Зрителям I Московской биеннале, основной проект которой размещался в бывшем Музее Ленина, запомнилась настенная роспись «Метаморфоза»: при ближайшем рассмотрении очертания серпа и молота оборачивались фигурами боевика и федерала в пируэте смертельной схватки. В центре первых чеченских серий был романтический образ героя-воина, словно бы художник пытался опровергнуть журналистские страшилки языком романтизма с его представлениями об ужасном и возвышенном — в диапазоне от Гойи до Фюсли. Но затем военные сюжеты сменились спортивными эвфемизмами, сценами с футбольными баталиями и парашютными десантами. Ренессансная двухцветка угля и сангины отдавала порохом и кровью, композиции опрокидывались на смотрящего головокружительной перспективой, как у маньеристов, мастеров барокко или сталинского ар-деко, так что кому-то тут виделся почерк Дейнеки, а кому-то — отца и сына Тьеполо. Это было искусство двойной эквилибристики: персонажи нереальной, утопической Чечни выделывали невозможные акробатические этюды, их создатель демонстрировал невозможное пластическое мастерство.
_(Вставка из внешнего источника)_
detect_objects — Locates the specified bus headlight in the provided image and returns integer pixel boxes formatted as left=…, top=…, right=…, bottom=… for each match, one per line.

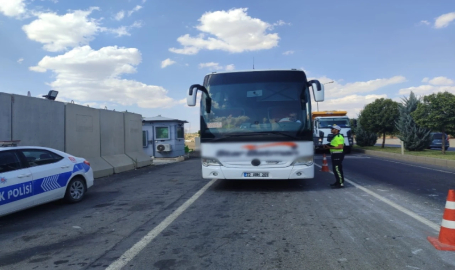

Чечня отпустила его в 2010-е — на российской художественной сцене в те годы возник Аслан Гойсум, говоривший о травме чеченской войны от первого лица, лица человека, выросшего в лагере беженцев. Бегство с родины накануне войны служило Каллиме родом алиби, в той или иной степени освобождая от обвинений в эксплуатации сюжетов и образов, которые не принадлежат ему по праву крови. Флюоресцентная краска когда-то заворожила его своей инверсионной природой, возможностью писать светлым по темному — может быть, такой же инверсией самоидентификации была попытка стать «чеченским русским художником». В 2010-е пошли «аполитичные» серии, связанные с поэзией московской урбанистики, городской повседневностью и внутренней кухней художественной жизни. Вместе с ними возник новый Алексей Каллима, виртуоз широкого профиля, легко переходящий от монументальной «графической живописи» к нежнейшим колористическим этюдам камерного формата. Это было возвращение на подлинную родину — экстратерриториальную родину пластических искусств. Впрочем, Чечня отпустила, а Россия захватила: на подходе новый цикл «Край» — с бескрайними панорамами дикого поля, непроходимых болот и зарослей.
Шедевр
«Женская сборная Чечни по прыжкам с парашютом»
2008–2010
Художник утверждал, что в основу цикла легли его детские воспоминания о тренировках сборной парашютисток Чечено-Ингушской АССР. Кажется, эти реминисценции накладываются на воспоминания о большом стиле советского официального искусства, будь то монументально-декоративные панно или парадная, отретушированная и во многом постановочная фотография. Большой стиль восходит к Дейнеке и Родченко, так что в нем на генетическом уровне заложено стремление к утопии. Но какими бы идиллическими ни были видения несостоявшейся, утопической Чечни, оторвавшейся от земли и воспарившей в эмпиреи, зритель не готов поверить в реальность мечты: в мирных образах сквозит военная меланхолия, храбрые спортсменки готовы превратиться в смертниц, память места не оставляет простора для иллюзии. Серия «графической живописи» выполнена сангиной и углем, благородными классическими материалами, что в контексте сюжета неизбежно отсылает к крови и почве.